Stress–strain

In Chapter 8 we explored the intrinsic physical properties of minerals that uniquely relate physical quantities and are described by a single number or a set of coefficients. Density, thermal conductivity, and elastic properties are examples. These properties depend on composition and structure and may vary slightly with temperature and pressure. The mechanical properties of minerals are more complicated because they are greatly modified during a crystal's history. In this chapter we will explore how crystals deform.

We start our discussion with a few basic definitions. If we apply a compressive force F to the surface of a crystal, we impose a deformation apparent in a change in length (Δ l) and correspondingly by a change in area (Figure 13.1a). Force per surface area is called stress σ, and the resulting deformation (Δ l/l) is called strain ε. We have briefly introduced stress and strain in Chapter 8 as second-rank tensors. Both properties are highly directional.

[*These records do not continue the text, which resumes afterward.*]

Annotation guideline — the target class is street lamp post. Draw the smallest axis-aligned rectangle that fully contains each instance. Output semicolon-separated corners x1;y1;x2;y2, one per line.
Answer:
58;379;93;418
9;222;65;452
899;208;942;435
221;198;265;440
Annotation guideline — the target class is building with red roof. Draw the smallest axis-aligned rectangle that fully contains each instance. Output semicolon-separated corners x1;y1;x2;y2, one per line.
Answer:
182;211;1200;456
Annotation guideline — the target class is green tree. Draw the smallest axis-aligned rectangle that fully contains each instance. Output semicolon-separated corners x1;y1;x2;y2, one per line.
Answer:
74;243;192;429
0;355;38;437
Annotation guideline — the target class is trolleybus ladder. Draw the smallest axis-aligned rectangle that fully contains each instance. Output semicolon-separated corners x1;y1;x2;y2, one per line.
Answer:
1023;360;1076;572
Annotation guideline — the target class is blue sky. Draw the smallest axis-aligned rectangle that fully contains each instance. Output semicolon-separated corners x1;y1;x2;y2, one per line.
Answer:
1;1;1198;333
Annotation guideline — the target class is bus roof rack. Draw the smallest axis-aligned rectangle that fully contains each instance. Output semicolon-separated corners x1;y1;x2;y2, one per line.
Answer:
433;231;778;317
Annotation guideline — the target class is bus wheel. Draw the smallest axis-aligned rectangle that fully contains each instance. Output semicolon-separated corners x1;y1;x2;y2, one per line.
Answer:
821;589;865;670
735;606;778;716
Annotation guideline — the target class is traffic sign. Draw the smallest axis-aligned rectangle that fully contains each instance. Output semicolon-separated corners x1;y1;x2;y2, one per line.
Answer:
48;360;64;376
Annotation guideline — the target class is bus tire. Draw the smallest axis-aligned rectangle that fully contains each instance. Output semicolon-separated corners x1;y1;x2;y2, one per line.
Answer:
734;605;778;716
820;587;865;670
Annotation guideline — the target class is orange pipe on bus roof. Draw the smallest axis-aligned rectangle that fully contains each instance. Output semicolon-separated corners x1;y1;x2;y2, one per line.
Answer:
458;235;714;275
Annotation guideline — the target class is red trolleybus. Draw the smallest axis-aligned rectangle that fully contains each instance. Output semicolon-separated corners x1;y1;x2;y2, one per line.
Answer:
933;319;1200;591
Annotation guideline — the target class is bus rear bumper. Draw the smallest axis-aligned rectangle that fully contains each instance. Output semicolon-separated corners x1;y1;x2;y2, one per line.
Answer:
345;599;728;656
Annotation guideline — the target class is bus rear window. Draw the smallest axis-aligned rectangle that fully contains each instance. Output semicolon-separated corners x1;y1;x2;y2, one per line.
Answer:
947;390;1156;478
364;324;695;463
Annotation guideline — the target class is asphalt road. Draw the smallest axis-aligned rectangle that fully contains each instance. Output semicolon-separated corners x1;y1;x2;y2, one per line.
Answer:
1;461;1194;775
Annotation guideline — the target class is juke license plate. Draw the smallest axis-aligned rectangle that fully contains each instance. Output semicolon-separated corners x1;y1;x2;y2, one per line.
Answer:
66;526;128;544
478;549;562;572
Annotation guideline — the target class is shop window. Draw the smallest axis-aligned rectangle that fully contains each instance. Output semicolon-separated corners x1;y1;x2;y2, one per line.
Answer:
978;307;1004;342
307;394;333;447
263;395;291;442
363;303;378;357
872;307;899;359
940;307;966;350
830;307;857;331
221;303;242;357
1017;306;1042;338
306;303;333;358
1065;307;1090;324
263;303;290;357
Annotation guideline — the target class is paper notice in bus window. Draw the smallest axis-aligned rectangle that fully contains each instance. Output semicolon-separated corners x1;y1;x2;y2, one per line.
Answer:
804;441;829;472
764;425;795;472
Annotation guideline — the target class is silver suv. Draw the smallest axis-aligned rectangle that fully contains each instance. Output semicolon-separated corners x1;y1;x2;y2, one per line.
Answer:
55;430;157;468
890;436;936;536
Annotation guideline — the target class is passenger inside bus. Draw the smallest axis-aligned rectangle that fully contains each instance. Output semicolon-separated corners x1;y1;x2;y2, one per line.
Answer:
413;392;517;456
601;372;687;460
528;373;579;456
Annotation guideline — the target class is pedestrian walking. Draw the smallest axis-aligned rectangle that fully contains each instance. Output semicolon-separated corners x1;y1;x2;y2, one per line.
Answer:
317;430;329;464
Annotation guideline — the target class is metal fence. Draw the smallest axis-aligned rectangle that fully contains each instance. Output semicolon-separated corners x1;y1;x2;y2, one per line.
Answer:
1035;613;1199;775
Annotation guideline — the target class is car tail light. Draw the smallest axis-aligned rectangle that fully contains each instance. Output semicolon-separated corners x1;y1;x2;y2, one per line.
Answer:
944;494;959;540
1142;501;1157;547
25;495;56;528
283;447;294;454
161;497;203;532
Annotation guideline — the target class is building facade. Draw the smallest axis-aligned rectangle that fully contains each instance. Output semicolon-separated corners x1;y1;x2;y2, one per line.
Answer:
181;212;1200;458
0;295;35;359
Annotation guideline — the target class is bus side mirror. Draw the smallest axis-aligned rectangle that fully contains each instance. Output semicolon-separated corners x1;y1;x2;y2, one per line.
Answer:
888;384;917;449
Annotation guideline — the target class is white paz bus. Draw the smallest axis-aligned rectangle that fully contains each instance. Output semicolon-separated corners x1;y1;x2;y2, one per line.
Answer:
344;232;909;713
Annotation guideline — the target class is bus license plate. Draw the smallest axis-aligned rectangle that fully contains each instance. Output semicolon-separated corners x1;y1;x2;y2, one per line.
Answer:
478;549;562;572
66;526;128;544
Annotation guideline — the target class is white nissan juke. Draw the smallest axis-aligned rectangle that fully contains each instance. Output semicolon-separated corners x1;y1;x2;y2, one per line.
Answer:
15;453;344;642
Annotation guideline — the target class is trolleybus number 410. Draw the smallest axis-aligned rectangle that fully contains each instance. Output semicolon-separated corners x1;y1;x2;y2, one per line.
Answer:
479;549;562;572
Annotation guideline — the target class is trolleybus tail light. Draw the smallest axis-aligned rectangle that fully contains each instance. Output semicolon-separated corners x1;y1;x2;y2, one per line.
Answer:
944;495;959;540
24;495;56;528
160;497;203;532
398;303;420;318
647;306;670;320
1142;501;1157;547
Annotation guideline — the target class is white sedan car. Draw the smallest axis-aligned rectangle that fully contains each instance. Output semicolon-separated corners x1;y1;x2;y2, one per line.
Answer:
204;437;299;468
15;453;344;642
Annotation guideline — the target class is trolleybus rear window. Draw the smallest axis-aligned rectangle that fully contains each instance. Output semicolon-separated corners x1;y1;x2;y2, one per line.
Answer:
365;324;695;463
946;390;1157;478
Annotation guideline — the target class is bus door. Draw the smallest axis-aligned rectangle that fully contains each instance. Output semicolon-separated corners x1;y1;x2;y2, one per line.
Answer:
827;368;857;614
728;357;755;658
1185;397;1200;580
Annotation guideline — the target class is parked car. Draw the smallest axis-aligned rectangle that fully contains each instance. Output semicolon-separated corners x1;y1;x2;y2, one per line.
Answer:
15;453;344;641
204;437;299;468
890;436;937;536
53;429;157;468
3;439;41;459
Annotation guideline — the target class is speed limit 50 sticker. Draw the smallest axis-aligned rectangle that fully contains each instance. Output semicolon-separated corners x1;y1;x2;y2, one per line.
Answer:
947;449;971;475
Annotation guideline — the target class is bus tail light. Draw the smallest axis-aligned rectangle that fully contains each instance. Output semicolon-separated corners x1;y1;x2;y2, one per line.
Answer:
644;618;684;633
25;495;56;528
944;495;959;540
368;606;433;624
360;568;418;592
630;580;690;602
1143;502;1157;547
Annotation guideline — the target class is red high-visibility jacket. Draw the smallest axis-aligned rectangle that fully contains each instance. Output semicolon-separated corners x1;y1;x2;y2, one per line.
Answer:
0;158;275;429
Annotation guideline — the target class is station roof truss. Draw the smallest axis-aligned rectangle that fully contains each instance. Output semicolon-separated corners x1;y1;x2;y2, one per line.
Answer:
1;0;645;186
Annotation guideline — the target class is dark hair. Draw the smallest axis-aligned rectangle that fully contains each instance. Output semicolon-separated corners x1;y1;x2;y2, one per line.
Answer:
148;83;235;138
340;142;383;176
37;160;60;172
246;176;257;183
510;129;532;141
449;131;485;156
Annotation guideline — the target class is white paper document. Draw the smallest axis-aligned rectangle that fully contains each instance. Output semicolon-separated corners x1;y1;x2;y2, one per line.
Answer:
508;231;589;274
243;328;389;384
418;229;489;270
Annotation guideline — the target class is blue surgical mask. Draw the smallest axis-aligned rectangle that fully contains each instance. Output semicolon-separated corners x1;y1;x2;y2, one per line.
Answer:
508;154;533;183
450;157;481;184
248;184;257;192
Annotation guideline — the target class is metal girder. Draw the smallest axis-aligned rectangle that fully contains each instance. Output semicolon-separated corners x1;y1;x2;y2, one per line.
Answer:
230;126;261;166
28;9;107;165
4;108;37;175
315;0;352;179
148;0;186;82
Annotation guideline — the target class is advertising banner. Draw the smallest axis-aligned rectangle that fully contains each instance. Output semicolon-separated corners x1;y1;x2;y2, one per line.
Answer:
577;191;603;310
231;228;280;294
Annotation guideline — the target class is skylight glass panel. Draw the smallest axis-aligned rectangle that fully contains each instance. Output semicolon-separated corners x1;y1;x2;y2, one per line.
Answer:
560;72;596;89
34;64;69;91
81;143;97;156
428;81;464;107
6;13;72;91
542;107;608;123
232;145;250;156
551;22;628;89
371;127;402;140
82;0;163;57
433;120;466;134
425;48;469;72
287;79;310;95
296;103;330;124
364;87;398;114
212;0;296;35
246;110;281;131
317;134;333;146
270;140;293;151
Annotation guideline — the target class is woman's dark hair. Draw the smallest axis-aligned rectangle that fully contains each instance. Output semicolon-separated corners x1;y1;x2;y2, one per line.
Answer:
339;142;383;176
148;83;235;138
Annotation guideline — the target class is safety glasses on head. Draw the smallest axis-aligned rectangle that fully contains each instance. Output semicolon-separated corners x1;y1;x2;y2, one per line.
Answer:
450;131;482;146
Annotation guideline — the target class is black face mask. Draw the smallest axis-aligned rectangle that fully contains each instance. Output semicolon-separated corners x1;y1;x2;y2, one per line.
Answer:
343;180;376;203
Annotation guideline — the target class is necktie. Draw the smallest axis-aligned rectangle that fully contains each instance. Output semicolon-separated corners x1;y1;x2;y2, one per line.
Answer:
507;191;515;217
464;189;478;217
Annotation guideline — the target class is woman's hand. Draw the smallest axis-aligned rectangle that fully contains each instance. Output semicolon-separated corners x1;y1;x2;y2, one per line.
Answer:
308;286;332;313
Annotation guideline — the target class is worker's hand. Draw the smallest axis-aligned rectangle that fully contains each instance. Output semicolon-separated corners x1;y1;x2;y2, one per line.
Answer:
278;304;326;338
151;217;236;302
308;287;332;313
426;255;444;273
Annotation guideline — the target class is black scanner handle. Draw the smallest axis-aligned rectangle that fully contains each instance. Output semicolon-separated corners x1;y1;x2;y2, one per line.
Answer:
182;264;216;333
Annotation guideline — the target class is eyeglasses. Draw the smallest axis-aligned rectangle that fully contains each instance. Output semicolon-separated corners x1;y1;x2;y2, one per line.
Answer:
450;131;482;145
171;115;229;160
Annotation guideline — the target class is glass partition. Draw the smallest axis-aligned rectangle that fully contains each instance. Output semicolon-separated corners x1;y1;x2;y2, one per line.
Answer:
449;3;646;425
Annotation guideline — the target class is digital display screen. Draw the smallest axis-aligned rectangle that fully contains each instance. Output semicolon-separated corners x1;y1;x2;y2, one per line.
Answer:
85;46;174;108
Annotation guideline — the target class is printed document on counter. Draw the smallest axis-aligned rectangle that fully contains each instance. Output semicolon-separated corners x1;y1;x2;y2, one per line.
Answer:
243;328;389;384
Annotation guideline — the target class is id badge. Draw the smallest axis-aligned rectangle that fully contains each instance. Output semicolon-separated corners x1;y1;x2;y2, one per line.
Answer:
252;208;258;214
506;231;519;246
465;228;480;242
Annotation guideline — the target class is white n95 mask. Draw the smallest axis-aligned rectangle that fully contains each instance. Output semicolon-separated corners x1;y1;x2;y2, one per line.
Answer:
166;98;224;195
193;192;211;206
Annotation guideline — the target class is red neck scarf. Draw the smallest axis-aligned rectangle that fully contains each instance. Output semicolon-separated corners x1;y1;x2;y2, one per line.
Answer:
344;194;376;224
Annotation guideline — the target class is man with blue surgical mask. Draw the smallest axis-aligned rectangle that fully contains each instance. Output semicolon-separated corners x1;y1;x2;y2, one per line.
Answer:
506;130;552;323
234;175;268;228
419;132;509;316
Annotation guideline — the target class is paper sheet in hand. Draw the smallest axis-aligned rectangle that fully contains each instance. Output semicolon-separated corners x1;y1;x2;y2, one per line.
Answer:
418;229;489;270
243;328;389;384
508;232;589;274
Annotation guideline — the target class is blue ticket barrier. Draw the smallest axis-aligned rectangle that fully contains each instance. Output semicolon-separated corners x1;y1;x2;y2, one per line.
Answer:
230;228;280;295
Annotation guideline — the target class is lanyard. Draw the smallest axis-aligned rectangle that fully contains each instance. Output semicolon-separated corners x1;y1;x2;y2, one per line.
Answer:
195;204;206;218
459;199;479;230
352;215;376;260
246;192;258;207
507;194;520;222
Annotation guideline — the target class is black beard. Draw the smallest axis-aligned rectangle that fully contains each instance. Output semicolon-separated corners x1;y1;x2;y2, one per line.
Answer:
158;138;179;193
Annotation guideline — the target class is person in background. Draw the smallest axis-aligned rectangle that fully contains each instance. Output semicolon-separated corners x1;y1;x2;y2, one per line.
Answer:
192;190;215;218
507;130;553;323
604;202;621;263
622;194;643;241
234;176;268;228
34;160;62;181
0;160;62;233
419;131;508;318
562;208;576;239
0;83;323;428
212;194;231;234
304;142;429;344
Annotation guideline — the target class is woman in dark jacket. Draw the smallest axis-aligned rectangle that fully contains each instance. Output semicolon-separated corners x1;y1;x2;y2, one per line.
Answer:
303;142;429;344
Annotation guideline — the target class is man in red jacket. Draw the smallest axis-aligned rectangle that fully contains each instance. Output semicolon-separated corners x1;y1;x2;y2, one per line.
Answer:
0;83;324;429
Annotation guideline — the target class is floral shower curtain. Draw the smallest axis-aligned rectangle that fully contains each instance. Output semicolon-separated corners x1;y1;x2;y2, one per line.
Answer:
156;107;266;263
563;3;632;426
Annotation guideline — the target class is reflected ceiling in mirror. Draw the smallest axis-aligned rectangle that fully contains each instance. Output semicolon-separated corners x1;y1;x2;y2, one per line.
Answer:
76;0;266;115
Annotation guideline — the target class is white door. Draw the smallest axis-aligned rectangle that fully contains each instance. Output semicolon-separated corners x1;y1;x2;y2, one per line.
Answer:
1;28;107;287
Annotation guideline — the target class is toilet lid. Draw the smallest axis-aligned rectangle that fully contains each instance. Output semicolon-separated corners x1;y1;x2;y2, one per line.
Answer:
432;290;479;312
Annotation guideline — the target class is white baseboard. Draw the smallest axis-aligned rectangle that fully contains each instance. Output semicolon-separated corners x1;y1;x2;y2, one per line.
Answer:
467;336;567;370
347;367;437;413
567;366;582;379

In Figure 13.1b we show the evolution of strain as a function of applied stress. The stress-strain curve generally has three segments. In the first segment (regime 1), strain increases almost linearly with stress. If the stress is removed, the strain returns to its original value. In this reversible elastic range, deformation occurs by compression of bonds and can be described fully with the elastic tensor. No bonds are broken in this regime. In some directions the crystal compresses more easily than in others.